The first of likely many iterations of ground beef and sauerkraut soup!
We had a bad (mean, misbehaved) cow who went to freezer camp, resulting in at least 100 lbs of ground beef, and I also accidentally made like 3 gallons of sauerkraut (from Laughing Crow cabbage and onions) this year. So this winter will be heavy on the ground beef and/or sauerkraut meals, and tonight’s was the first of many to come. It is even more delicious than I expected.
- Brown ground beef in your preferred oil.

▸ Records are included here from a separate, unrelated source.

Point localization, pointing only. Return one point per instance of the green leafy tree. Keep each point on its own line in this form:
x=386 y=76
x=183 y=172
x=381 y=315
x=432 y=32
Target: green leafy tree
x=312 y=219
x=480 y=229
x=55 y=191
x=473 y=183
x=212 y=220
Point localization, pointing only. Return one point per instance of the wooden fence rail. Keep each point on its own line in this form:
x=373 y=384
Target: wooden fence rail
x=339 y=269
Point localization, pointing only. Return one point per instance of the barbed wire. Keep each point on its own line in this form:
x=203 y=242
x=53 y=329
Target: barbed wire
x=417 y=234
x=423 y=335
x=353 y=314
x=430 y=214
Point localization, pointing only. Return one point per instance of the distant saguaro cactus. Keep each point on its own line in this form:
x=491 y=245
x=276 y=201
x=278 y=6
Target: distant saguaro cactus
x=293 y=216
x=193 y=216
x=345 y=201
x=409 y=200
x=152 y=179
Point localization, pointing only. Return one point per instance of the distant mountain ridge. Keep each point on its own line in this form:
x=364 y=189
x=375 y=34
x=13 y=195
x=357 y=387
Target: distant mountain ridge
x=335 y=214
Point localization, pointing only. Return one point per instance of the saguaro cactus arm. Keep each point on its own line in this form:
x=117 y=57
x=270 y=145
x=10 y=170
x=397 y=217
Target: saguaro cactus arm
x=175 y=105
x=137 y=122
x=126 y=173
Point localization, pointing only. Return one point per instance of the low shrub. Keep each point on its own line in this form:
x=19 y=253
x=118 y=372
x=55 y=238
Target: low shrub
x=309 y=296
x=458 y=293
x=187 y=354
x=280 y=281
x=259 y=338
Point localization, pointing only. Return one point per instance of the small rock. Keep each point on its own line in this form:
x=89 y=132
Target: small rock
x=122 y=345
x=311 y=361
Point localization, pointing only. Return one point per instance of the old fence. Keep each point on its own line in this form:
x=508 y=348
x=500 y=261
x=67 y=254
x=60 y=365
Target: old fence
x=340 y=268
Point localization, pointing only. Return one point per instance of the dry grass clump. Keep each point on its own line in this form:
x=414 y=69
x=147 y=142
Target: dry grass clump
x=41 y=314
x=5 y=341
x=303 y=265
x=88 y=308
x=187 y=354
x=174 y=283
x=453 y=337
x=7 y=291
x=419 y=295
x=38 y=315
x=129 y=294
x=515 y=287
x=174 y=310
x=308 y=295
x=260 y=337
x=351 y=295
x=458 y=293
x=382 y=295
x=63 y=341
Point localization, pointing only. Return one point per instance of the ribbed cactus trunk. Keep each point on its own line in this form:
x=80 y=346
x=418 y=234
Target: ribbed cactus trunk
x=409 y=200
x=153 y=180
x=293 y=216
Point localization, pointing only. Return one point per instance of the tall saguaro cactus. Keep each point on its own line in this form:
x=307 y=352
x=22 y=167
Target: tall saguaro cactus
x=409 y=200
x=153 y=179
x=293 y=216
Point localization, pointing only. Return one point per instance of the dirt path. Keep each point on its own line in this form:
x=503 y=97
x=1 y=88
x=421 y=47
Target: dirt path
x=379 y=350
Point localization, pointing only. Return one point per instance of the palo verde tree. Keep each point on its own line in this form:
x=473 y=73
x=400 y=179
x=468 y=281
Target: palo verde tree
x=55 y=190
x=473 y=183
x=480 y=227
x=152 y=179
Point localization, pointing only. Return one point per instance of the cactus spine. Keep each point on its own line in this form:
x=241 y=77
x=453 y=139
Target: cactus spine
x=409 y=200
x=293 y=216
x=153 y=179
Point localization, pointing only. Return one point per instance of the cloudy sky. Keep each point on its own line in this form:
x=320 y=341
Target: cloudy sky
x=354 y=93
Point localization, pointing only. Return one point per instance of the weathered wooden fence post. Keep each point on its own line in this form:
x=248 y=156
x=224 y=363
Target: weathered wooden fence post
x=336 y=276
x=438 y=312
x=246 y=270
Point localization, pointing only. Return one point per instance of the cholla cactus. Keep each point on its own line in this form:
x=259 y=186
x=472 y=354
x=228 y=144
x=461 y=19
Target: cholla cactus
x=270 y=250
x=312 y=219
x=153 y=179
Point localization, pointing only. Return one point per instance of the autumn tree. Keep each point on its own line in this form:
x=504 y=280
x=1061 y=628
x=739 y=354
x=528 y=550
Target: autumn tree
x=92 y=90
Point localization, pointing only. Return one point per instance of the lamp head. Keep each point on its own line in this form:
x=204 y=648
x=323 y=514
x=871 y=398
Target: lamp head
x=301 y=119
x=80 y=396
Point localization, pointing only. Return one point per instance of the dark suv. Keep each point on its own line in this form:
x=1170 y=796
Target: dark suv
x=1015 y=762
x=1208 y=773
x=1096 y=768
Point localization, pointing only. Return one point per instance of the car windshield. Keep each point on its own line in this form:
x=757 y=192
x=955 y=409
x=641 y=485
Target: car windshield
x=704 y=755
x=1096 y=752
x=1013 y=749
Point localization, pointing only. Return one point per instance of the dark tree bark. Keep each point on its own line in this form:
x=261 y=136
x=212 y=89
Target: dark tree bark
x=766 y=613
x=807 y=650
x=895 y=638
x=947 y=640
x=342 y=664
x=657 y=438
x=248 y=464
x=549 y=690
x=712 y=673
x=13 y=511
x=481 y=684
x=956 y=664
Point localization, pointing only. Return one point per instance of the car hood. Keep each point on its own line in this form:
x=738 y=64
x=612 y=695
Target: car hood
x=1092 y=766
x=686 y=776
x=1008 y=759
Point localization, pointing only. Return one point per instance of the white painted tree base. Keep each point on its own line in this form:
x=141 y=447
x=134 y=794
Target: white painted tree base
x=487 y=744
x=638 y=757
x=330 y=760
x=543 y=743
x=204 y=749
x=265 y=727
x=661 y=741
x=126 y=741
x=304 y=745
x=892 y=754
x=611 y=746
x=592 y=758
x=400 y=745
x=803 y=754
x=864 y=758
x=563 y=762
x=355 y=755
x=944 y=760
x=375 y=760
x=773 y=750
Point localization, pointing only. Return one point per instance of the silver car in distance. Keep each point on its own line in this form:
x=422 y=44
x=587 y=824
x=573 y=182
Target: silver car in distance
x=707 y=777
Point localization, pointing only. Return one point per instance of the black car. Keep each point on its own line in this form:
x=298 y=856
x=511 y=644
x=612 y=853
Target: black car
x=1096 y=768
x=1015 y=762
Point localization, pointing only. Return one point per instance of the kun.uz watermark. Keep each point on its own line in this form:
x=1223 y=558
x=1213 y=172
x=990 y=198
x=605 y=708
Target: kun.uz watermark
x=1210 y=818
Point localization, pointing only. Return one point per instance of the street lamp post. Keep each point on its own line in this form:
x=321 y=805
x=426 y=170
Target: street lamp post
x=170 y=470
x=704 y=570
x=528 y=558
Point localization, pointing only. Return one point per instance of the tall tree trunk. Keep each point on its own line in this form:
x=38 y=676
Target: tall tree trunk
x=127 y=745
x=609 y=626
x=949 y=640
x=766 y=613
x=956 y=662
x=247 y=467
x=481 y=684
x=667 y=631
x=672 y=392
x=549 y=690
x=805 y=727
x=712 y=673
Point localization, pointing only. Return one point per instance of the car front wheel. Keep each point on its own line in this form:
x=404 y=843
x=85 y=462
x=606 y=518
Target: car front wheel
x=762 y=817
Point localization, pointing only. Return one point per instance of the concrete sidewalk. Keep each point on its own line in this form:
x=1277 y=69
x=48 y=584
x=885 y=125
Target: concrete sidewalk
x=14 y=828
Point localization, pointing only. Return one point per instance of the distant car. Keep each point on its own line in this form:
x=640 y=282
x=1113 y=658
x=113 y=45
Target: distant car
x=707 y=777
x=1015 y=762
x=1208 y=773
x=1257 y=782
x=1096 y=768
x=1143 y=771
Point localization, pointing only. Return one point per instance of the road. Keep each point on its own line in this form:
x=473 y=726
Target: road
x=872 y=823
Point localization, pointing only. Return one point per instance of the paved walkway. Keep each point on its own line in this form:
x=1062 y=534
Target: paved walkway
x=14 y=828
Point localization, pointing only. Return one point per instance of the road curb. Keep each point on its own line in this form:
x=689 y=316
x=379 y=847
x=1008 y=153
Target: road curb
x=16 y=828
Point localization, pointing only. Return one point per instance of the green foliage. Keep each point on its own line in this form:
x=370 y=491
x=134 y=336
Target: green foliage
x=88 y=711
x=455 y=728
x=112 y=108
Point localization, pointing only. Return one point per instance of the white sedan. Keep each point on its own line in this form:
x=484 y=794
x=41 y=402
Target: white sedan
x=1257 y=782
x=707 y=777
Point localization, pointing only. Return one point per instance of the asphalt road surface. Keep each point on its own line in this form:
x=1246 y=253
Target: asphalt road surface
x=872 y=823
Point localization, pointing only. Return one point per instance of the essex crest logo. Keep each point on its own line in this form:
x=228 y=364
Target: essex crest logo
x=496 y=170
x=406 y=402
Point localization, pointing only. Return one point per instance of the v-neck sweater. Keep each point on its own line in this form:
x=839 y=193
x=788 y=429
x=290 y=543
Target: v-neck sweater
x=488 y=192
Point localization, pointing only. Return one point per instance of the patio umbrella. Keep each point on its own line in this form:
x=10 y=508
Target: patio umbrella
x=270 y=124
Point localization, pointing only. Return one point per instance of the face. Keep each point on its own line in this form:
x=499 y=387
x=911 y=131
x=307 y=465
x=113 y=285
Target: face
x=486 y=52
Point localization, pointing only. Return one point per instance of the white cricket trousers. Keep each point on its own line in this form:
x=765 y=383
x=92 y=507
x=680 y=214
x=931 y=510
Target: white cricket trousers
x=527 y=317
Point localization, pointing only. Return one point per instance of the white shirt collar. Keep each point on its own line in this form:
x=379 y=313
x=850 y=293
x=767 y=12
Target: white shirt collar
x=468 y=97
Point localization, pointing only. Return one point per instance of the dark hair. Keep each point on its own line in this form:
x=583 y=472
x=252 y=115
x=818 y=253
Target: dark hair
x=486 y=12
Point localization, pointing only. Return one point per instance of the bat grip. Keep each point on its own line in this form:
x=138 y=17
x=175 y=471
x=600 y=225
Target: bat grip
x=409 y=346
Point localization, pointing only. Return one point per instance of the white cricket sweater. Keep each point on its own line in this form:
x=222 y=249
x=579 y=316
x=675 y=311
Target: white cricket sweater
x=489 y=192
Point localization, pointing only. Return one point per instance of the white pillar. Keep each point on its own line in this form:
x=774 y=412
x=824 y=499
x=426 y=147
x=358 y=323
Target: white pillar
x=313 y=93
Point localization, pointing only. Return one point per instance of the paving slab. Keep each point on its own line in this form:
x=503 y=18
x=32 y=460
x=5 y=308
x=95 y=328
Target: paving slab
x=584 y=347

- Once browned, remove beef from the pan. Return pan to heat and add more oil if needed, then chopped onion, carrot, and celery.
- When those are softened but not yet browned, add minced garlic.
- When that’s all cooked through, toss in a couple handfuls of diced or sliced potato and add stock and water to cover.
- When potatoes are cooked through (test with a fork), add several tongsful of sauerkraut. Heat the soup until just hot — you don’t want to cook the kraut.
- Eat it!
Make sure to taste it before you add much salt — the kraut is salty and flavorful.
Also, sauerkraut is super easy and cheap to make — just needs cabbage and salt, though yummies like onion, mustard seed, clove, allspice, and juniper make it even better. Sandor Katz’ recipe for sauerkraut is the one we always use. I highly recommend giving it a try.
(Carrots, celery, potatoes, and garlic from neighbors Tahoma Farms; onion a lovely welcome-to-the-neighborhood gift from neighbors Little Eorthe; chicken stock from our chicken and Tahoma and Little Eorthe veg trimmings; bad cow ground beef our own; sauerkraut from Laughing Crow veg and organic grocery store spices.)